“你长大了。”梁锦艺放下茶杯,杯底在木桌子上相触发出了沉闷地“叩”声。

周惟月挂上他成长以来早已学会的,滴水不漏的礼貌微笑,沉着点头,“托您的福。”

“我们最后一次面对面这么说话都快隔了有十几年了,十五岁你初中毕业的时候。我还记得你那年中考考了全国第三,上台领了荣誉奖状,还和卿檐兴奋得熬了一宿的夜。”梁锦艺忆起往事的时候,字里行间不由得染上了些许的怀念,她垂着眸,向来紧绷的神色都轻柔了不少。

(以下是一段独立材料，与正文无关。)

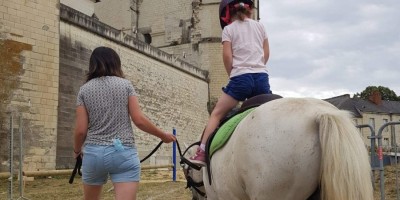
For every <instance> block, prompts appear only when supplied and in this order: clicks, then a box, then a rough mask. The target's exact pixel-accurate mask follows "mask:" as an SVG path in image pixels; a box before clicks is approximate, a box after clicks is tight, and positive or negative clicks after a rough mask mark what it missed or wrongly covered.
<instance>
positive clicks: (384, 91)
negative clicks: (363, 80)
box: [354, 86, 400, 101]
mask: <svg viewBox="0 0 400 200" xmlns="http://www.w3.org/2000/svg"><path fill="white" fill-rule="evenodd" d="M375 91H379V93H381V96H382V100H386V101H400V97H399V96H397V95H396V93H395V92H394V91H393V90H391V89H389V88H387V87H383V86H378V87H376V86H368V87H367V88H365V90H364V91H362V92H361V93H356V94H354V97H359V98H361V99H365V100H368V98H369V96H371V94H372V93H373V92H375Z"/></svg>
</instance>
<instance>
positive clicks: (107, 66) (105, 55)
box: [86, 47, 124, 82]
mask: <svg viewBox="0 0 400 200" xmlns="http://www.w3.org/2000/svg"><path fill="white" fill-rule="evenodd" d="M102 76H117V77H121V78H124V73H123V72H122V69H121V59H120V58H119V56H118V54H117V52H115V51H114V50H113V49H111V48H108V47H97V48H96V49H94V50H93V52H92V55H91V56H90V61H89V71H88V73H87V74H86V82H88V81H90V80H92V79H94V78H97V77H102Z"/></svg>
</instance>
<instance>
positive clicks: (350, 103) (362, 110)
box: [324, 94, 400, 117]
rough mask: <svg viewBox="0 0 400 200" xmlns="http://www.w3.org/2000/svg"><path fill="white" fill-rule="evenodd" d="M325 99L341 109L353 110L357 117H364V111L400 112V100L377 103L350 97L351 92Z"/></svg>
mask: <svg viewBox="0 0 400 200" xmlns="http://www.w3.org/2000/svg"><path fill="white" fill-rule="evenodd" d="M324 100H325V101H327V102H329V103H331V104H332V105H334V106H336V107H337V108H339V109H341V110H348V111H350V112H352V113H353V114H354V116H355V117H362V113H363V112H370V113H384V114H400V102H399V101H386V100H382V104H381V105H377V104H375V103H373V102H371V101H369V100H364V99H361V98H358V97H353V98H350V95H349V94H344V95H341V96H337V97H332V98H329V99H324Z"/></svg>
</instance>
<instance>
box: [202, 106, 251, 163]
mask: <svg viewBox="0 0 400 200" xmlns="http://www.w3.org/2000/svg"><path fill="white" fill-rule="evenodd" d="M254 109H255V108H250V109H248V110H246V111H244V112H242V113H239V114H237V115H235V116H233V117H232V118H230V119H229V120H228V121H226V122H225V123H224V124H223V125H222V126H221V127H219V129H218V130H217V133H215V136H214V138H213V140H212V141H211V144H210V151H209V155H210V158H211V156H212V155H213V154H214V153H215V152H216V151H217V150H218V149H220V148H221V147H223V146H224V145H225V143H226V142H227V141H228V140H229V138H230V137H231V135H232V133H233V131H234V130H235V129H236V126H237V125H238V124H239V122H240V121H242V119H243V118H245V117H246V116H247V115H248V114H249V113H250V112H251V111H253V110H254Z"/></svg>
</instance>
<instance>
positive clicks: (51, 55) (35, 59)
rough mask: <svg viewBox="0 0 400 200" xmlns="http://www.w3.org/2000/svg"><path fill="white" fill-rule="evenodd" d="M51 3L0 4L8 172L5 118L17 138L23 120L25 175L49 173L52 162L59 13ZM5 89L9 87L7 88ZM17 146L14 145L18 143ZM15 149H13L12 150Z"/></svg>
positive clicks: (34, 1) (8, 2)
mask: <svg viewBox="0 0 400 200" xmlns="http://www.w3.org/2000/svg"><path fill="white" fill-rule="evenodd" d="M57 3H58V1H56V0H13V1H0V52H6V53H1V54H0V60H1V62H3V63H2V64H1V68H2V70H1V71H0V82H1V87H2V90H1V95H0V96H1V101H0V104H1V105H0V108H1V110H0V112H1V114H0V122H1V129H0V130H1V134H0V141H1V144H2V145H1V147H0V148H1V151H0V155H1V156H0V159H1V160H0V171H4V170H6V169H8V166H7V165H8V162H7V160H6V159H8V155H7V154H8V152H7V151H5V150H4V148H5V147H7V146H6V145H3V144H6V142H5V141H7V140H8V139H7V133H9V131H10V130H9V126H8V117H9V115H10V114H7V113H6V112H12V114H13V115H14V116H15V119H16V121H15V122H14V123H15V124H16V126H14V127H15V133H16V135H15V137H16V136H18V134H17V133H18V129H17V128H18V124H19V121H18V119H19V117H20V116H22V117H23V123H22V125H23V128H24V141H23V142H24V150H25V151H24V153H25V159H24V162H25V165H24V169H25V170H38V169H54V167H55V159H56V153H55V152H56V143H55V142H54V141H56V134H57V106H58V63H59V55H58V54H59V29H58V26H59V22H58V18H59V8H58V7H57ZM7 86H9V87H7ZM17 144H18V143H17ZM16 147H18V146H17V145H16Z"/></svg>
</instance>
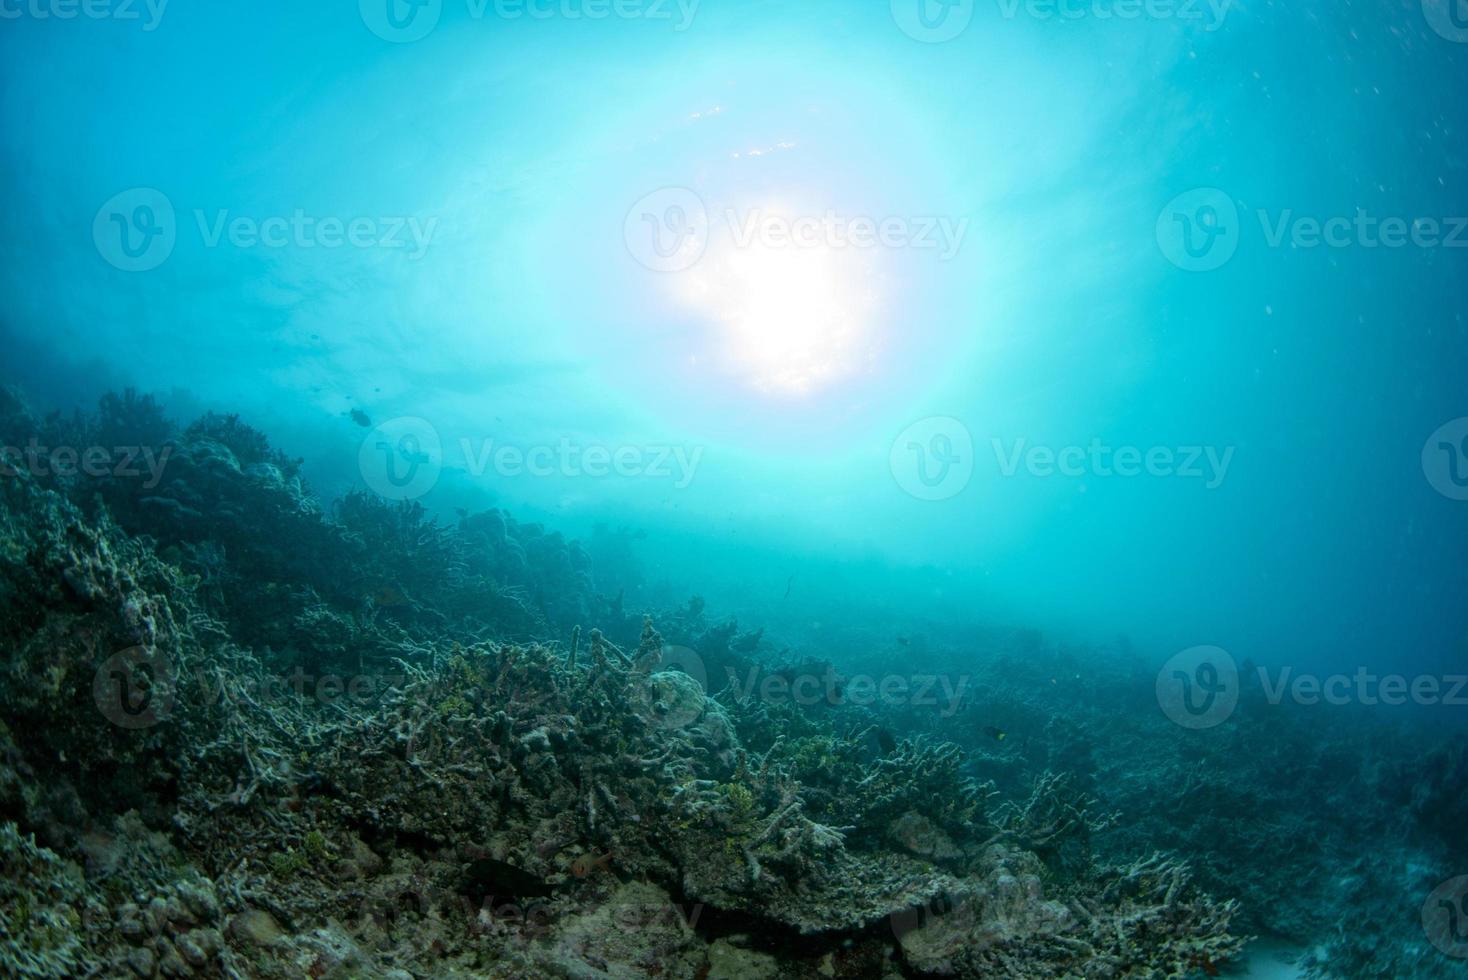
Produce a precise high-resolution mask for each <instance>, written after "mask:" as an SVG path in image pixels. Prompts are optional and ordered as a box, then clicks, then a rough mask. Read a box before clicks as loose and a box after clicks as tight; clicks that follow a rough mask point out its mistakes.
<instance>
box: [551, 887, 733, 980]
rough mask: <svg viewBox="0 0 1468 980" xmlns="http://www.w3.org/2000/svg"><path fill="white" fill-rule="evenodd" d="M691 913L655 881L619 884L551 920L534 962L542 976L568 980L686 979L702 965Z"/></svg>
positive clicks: (703, 958)
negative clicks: (541, 971)
mask: <svg viewBox="0 0 1468 980" xmlns="http://www.w3.org/2000/svg"><path fill="white" fill-rule="evenodd" d="M691 917H693V914H691V913H690V911H688V910H686V908H684V907H681V905H678V904H675V902H674V901H672V899H671V898H669V896H668V893H666V892H665V891H662V889H661V888H656V886H655V885H647V883H643V882H634V883H628V885H622V886H619V888H618V889H617V891H615V892H612V893H611V896H609V898H608V899H606V901H605V902H602V904H599V905H596V907H595V908H592V910H589V911H586V913H581V914H577V915H573V917H570V918H568V920H565V921H559V923H555V924H553V926H552V930H551V935H549V936H548V939H546V940H545V942H543V943H537V949H536V954H534V955H536V961H537V964H539V965H540V967H542V968H543V970H545V971H546V974H545V976H552V977H568V979H574V980H593V979H595V980H636V979H642V977H649V976H661V977H668V979H669V980H690V979H691V977H694V976H696V974H697V971H699V968H700V967H702V964H703V959H705V954H703V948H702V946H703V943H702V942H700V940H699V939H697V936H694V933H693V929H691V927H690V918H691Z"/></svg>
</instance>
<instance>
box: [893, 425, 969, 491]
mask: <svg viewBox="0 0 1468 980" xmlns="http://www.w3.org/2000/svg"><path fill="white" fill-rule="evenodd" d="M887 462H888V467H890V468H891V471H893V477H894V478H895V480H897V486H898V487H901V489H903V490H906V491H907V493H909V494H912V496H915V497H918V499H919V500H947V499H948V497H954V496H957V494H959V493H962V491H963V489H964V487H966V486H969V480H970V478H973V436H972V434H970V433H969V428H967V427H966V425H964V424H963V423H960V421H959V420H957V418H951V417H948V415H934V417H931V418H923V420H919V421H916V423H913V424H912V425H909V427H907V428H904V430H903V431H901V433H900V434H898V436H897V439H895V440H893V449H891V453H890V455H888V461H887Z"/></svg>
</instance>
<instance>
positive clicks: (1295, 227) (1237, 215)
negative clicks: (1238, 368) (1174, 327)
mask: <svg viewBox="0 0 1468 980" xmlns="http://www.w3.org/2000/svg"><path fill="white" fill-rule="evenodd" d="M1464 1H1465V3H1468V0H1464ZM1255 217H1257V220H1258V223H1260V232H1261V235H1262V238H1264V245H1265V246H1268V248H1286V246H1287V248H1293V249H1305V251H1308V249H1315V248H1365V249H1376V248H1408V246H1412V248H1424V249H1425V248H1468V217H1425V216H1422V217H1402V216H1395V214H1392V216H1378V214H1371V213H1370V211H1365V210H1361V208H1356V211H1355V213H1353V214H1351V216H1346V214H1336V216H1330V217H1315V216H1311V214H1296V213H1295V210H1293V208H1284V210H1282V211H1277V213H1271V211H1270V210H1268V208H1258V210H1257V211H1255ZM1243 232H1245V227H1243V222H1242V216H1240V213H1239V208H1238V205H1236V204H1235V202H1233V200H1232V198H1230V197H1229V195H1227V194H1224V192H1223V191H1220V189H1217V188H1199V189H1196V191H1188V192H1186V194H1179V195H1177V197H1176V198H1173V200H1171V201H1169V202H1167V207H1164V208H1163V211H1161V214H1158V217H1157V244H1158V246H1160V248H1161V249H1163V255H1166V257H1167V260H1169V261H1171V263H1173V264H1174V266H1177V267H1179V268H1185V270H1188V271H1211V270H1214V268H1218V267H1220V266H1223V264H1224V263H1227V261H1229V260H1230V258H1233V254H1235V252H1236V251H1238V249H1239V245H1240V239H1242V238H1243Z"/></svg>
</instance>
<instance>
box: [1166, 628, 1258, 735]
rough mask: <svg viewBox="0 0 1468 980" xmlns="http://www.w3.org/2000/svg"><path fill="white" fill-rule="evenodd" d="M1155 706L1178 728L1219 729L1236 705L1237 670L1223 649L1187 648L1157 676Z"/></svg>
mask: <svg viewBox="0 0 1468 980" xmlns="http://www.w3.org/2000/svg"><path fill="white" fill-rule="evenodd" d="M1157 704H1158V706H1160V707H1161V709H1163V714H1166V716H1167V717H1170V719H1171V720H1173V722H1176V723H1177V725H1182V726H1183V728H1191V729H1204V728H1213V726H1216V725H1221V723H1223V722H1226V720H1227V719H1229V716H1230V714H1233V709H1235V707H1238V704H1239V668H1238V665H1235V662H1233V657H1232V656H1229V651H1227V650H1224V648H1223V647H1208V646H1204V647H1189V648H1188V650H1183V651H1182V653H1179V654H1174V656H1173V657H1171V659H1170V660H1169V662H1167V663H1164V665H1163V669H1161V670H1158V672H1157Z"/></svg>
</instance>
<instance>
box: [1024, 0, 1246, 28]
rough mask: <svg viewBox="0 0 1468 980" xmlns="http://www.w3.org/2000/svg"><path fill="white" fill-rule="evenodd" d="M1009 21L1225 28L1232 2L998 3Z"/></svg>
mask: <svg viewBox="0 0 1468 980" xmlns="http://www.w3.org/2000/svg"><path fill="white" fill-rule="evenodd" d="M995 1H997V3H998V7H1000V15H1001V16H1003V18H1004V19H1006V21H1013V19H1014V18H1017V16H1020V15H1023V16H1029V18H1033V19H1036V21H1183V22H1199V21H1201V22H1202V23H1204V31H1207V32H1210V34H1211V32H1213V31H1217V29H1218V28H1221V26H1223V19H1224V16H1227V13H1229V9H1230V7H1232V6H1233V0H995Z"/></svg>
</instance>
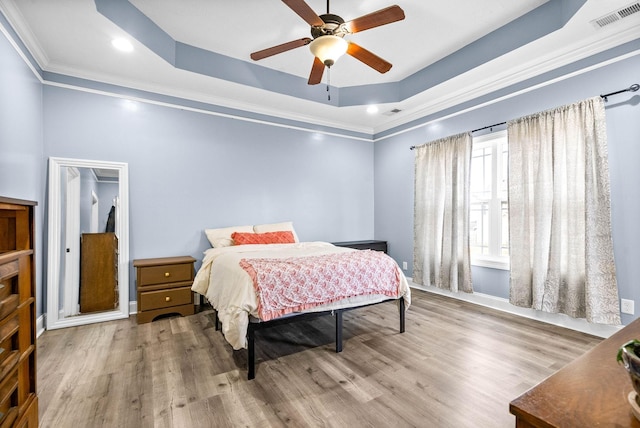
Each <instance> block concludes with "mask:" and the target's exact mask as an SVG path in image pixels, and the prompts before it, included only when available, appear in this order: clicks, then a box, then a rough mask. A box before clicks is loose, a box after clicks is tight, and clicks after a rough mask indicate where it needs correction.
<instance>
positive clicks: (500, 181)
mask: <svg viewBox="0 0 640 428" xmlns="http://www.w3.org/2000/svg"><path fill="white" fill-rule="evenodd" d="M508 163H509V161H508V146H507V131H500V132H495V133H492V134H487V135H483V136H481V137H476V138H474V139H473V152H472V154H471V189H470V196H471V207H470V222H469V223H470V224H469V226H470V227H469V229H470V230H469V244H470V250H471V264H473V265H478V266H485V267H493V268H499V269H508V268H509V202H508V199H507V179H508Z"/></svg>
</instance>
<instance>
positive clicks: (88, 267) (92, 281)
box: [80, 232, 118, 314]
mask: <svg viewBox="0 0 640 428" xmlns="http://www.w3.org/2000/svg"><path fill="white" fill-rule="evenodd" d="M81 239H82V241H81V246H80V248H81V250H80V312H81V313H83V314H86V313H90V312H99V311H112V310H114V309H115V308H117V307H118V237H117V236H116V234H115V233H111V232H109V233H83V234H82V238H81Z"/></svg>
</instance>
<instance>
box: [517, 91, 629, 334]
mask: <svg viewBox="0 0 640 428" xmlns="http://www.w3.org/2000/svg"><path fill="white" fill-rule="evenodd" d="M507 129H508V138H509V242H510V258H511V273H510V302H511V303H512V304H514V305H517V306H522V307H531V308H534V309H538V310H542V311H546V312H552V313H557V312H560V313H564V314H567V315H569V316H571V317H574V318H586V319H587V321H589V322H594V323H602V324H620V313H619V306H618V287H617V282H616V271H615V263H614V259H613V241H612V238H611V208H610V187H609V165H608V154H607V141H606V127H605V113H604V103H603V101H602V99H601V98H600V97H594V98H591V99H588V100H585V101H582V102H578V103H575V104H571V105H567V106H563V107H559V108H557V109H553V110H549V111H545V112H542V113H538V114H534V115H531V116H527V117H523V118H520V119H517V120H513V121H509V122H508V124H507Z"/></svg>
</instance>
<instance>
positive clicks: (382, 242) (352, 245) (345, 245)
mask: <svg viewBox="0 0 640 428" xmlns="http://www.w3.org/2000/svg"><path fill="white" fill-rule="evenodd" d="M333 245H335V246H336V247H348V248H355V249H356V250H376V251H382V252H383V253H386V252H387V241H375V240H368V241H347V242H333Z"/></svg>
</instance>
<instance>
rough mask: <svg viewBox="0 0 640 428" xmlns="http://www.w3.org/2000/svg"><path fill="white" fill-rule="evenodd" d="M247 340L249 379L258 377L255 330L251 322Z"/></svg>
mask: <svg viewBox="0 0 640 428" xmlns="http://www.w3.org/2000/svg"><path fill="white" fill-rule="evenodd" d="M247 342H248V344H247V345H248V346H247V379H248V380H251V379H253V378H255V377H256V349H255V330H254V329H253V327H252V326H251V323H249V328H248V330H247Z"/></svg>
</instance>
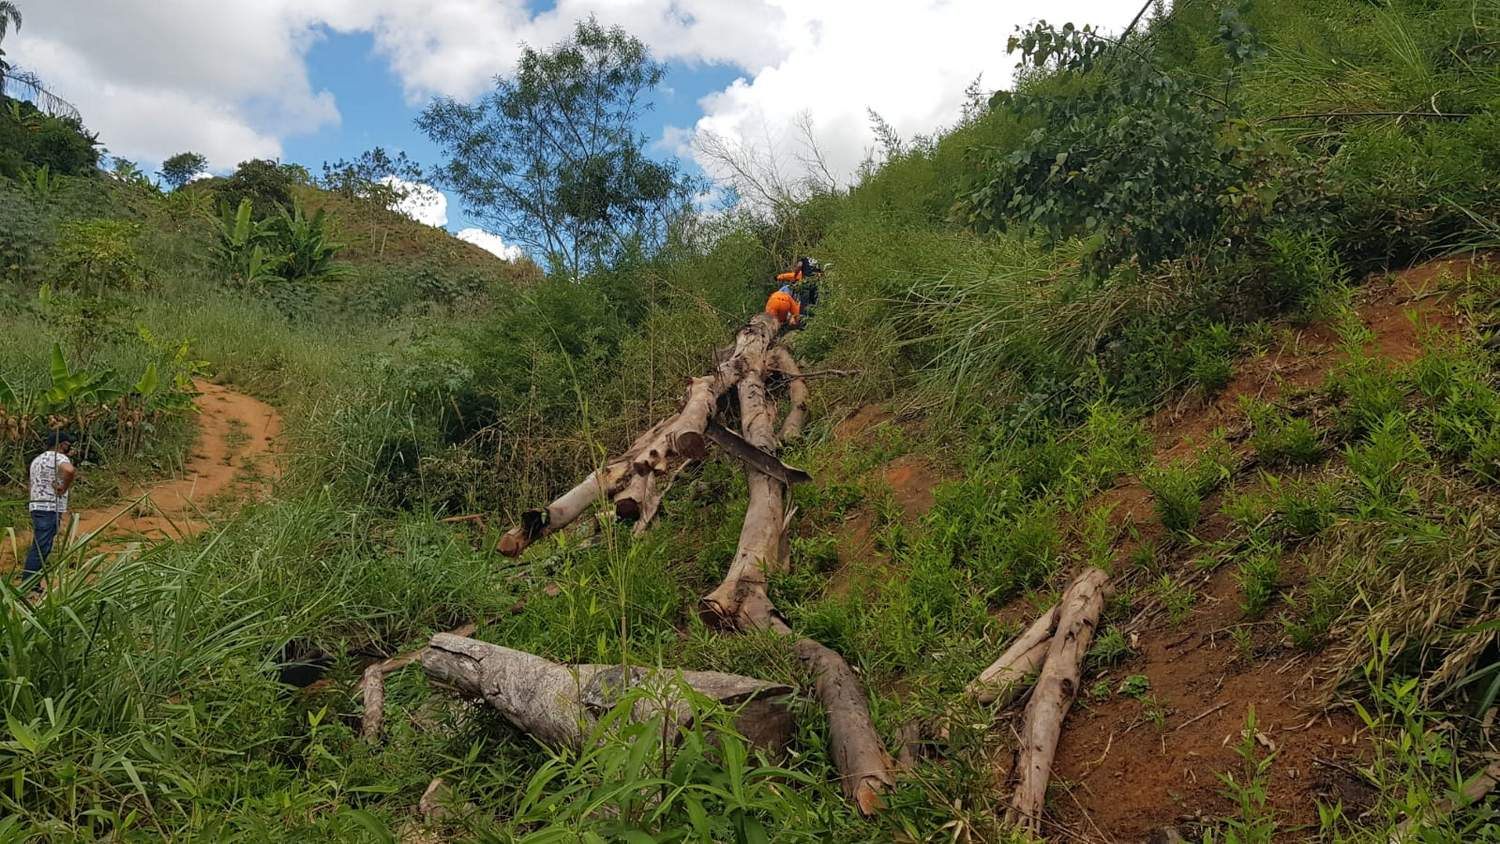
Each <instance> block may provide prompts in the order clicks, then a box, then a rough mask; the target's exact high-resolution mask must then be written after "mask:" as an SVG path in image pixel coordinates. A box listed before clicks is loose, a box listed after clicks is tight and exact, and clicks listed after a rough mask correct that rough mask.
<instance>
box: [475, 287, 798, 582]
mask: <svg viewBox="0 0 1500 844" xmlns="http://www.w3.org/2000/svg"><path fill="white" fill-rule="evenodd" d="M778 331H780V324H777V321H775V318H772V316H769V315H765V313H760V315H756V316H754V318H753V319H751V321H750V322H748V324H745V325H744V327H742V328H739V334H738V336H736V337H735V348H733V354H730V355H729V357H727V358H724V360H723V361H720V363H718V364H717V366H715V367H714V372H712V373H709V375H703V376H700V378H694V379H693V381H690V382H688V387H687V394H685V397H684V400H682V408H681V409H679V411H678V412H676V415H672V417H667V418H664V420H661V421H658V423H657V424H654V426H651V429H649V430H646V432H645V433H642V435H640V436H639V438H636V441H634V442H633V444H631V445H630V448H628V450H625V453H624V454H621V456H619V457H618V459H615V460H612V462H609V463H607V465H604V466H603V468H600V469H597V471H594V472H592V474H591V475H589V477H588V478H585V480H583V481H582V483H579V484H577V486H576V487H573V489H571V490H568V492H567V493H564V495H562V496H561V498H558V499H556V501H553V502H552V504H549V505H547V507H546V508H543V510H529V511H526V513H523V514H522V517H520V525H517V526H516V528H511V529H510V531H507V532H505V535H504V537H501V538H499V544H498V546H496V547H498V549H499V553H502V555H505V556H519V555H520V553H522V552H523V550H526V547H529V546H531V544H532V543H535V541H537V540H541V538H544V537H549V535H552V534H555V532H558V531H561V529H562V528H567V526H568V525H570V523H573V522H574V520H576V519H577V517H579V516H582V514H583V513H586V511H588V510H589V507H592V505H594V504H595V502H603V501H613V502H615V505H616V510H618V508H619V507H624V508H625V511H627V513H631V511H639V513H643V511H645V510H646V507H645V502H646V501H649V495H645V496H643V498H637V496H636V495H634V492H642V486H643V484H642V483H640V481H636V475H654V477H655V481H654V483H655V484H657V486H658V487H663V489H664V483H663V481H664V477H666V475H670V474H672V472H673V471H675V468H679V466H681V465H682V463H684V462H687V460H696V459H700V457H702V456H703V454H705V453H706V445H705V444H706V439H708V435H706V433H705V432H706V429H708V421H709V420H711V418H712V415H714V409H715V408H717V406H718V399H720V397H721V396H723V394H724V393H727V391H729V390H730V388H732V387H735V385H736V384H738V382H739V379H741V378H742V376H744V373H745V372H751V370H756V372H759V370H763V367H765V363H763V360H765V355H766V351H768V349H769V348H771V343H772V342H774V340H775V336H777V333H778ZM631 484H634V492H631V493H628V495H625V498H627V499H628V504H624V505H621V502H619V501H618V499H616V496H619V495H621V493H627V489H628V487H631Z"/></svg>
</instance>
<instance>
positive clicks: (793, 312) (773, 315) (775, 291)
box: [765, 288, 802, 325]
mask: <svg viewBox="0 0 1500 844" xmlns="http://www.w3.org/2000/svg"><path fill="white" fill-rule="evenodd" d="M765 312H766V313H769V315H771V316H775V319H777V322H780V324H783V325H786V322H787V321H790V322H792V324H793V325H795V324H796V321H798V319H801V316H802V303H799V301H796V297H795V295H792V291H790V289H787V288H781V289H778V291H775V292H774V294H771V298H768V300H765Z"/></svg>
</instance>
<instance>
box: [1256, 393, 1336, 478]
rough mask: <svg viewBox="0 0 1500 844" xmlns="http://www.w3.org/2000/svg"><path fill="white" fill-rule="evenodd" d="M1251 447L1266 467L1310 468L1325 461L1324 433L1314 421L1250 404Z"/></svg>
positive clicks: (1269, 405) (1278, 411)
mask: <svg viewBox="0 0 1500 844" xmlns="http://www.w3.org/2000/svg"><path fill="white" fill-rule="evenodd" d="M1247 411H1248V415H1250V420H1251V424H1253V432H1251V435H1250V447H1251V448H1253V450H1254V451H1256V457H1257V459H1259V460H1260V462H1262V463H1263V465H1266V466H1278V465H1290V466H1308V465H1313V463H1317V462H1319V460H1320V459H1322V457H1323V433H1322V432H1320V430H1319V429H1317V426H1316V424H1313V420H1308V418H1304V417H1293V415H1289V414H1286V412H1283V411H1278V409H1277V408H1275V406H1272V405H1266V403H1260V402H1250V403H1248V408H1247Z"/></svg>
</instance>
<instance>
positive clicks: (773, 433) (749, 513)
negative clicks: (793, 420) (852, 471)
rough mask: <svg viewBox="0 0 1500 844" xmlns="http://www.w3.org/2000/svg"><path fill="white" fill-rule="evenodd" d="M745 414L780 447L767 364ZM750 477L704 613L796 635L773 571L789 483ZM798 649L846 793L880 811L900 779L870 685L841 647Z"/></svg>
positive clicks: (773, 403) (757, 382)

周惟月倒是有些诧异她还记得这些鸡零狗碎的小事情,在他记忆里的妈妈,永远忙碌,大大小小的事情在她的伟大实验面前都不值得一提,甚至是亲生儿子的周卿檐都没能得到完完全全童年应有的溺爱,更何况他呢。

他以为自己早已习惯,可现下得知自己还是被挂记着,难免心下动容。

“这几年过得还好吗?”梁锦艺摩挲着茶杯,看似不经意地一问。

周惟月含笑,又给她斟了一杯新茶,“如您所见,还算过得去。”

“你谦虚了,在你这个年纪事业有成,已经是很了不起的事情了。”

“妈。”周卿檐把茶壶搁在手边,不着痕迹地抬手,摸了摸自己耳垂上的耳钉,“您有话就直说吧,我接受一切批评谩骂,但分开,没有可能。”

梁锦艺闻言微瞠着透净的双眼,愕然地愣神,显然是没想到周惟月会如此开门见山。可很快她又恢复了如常宠辱不惊的模样,笑容淡淡地把双手交叠着,放在膝盖上。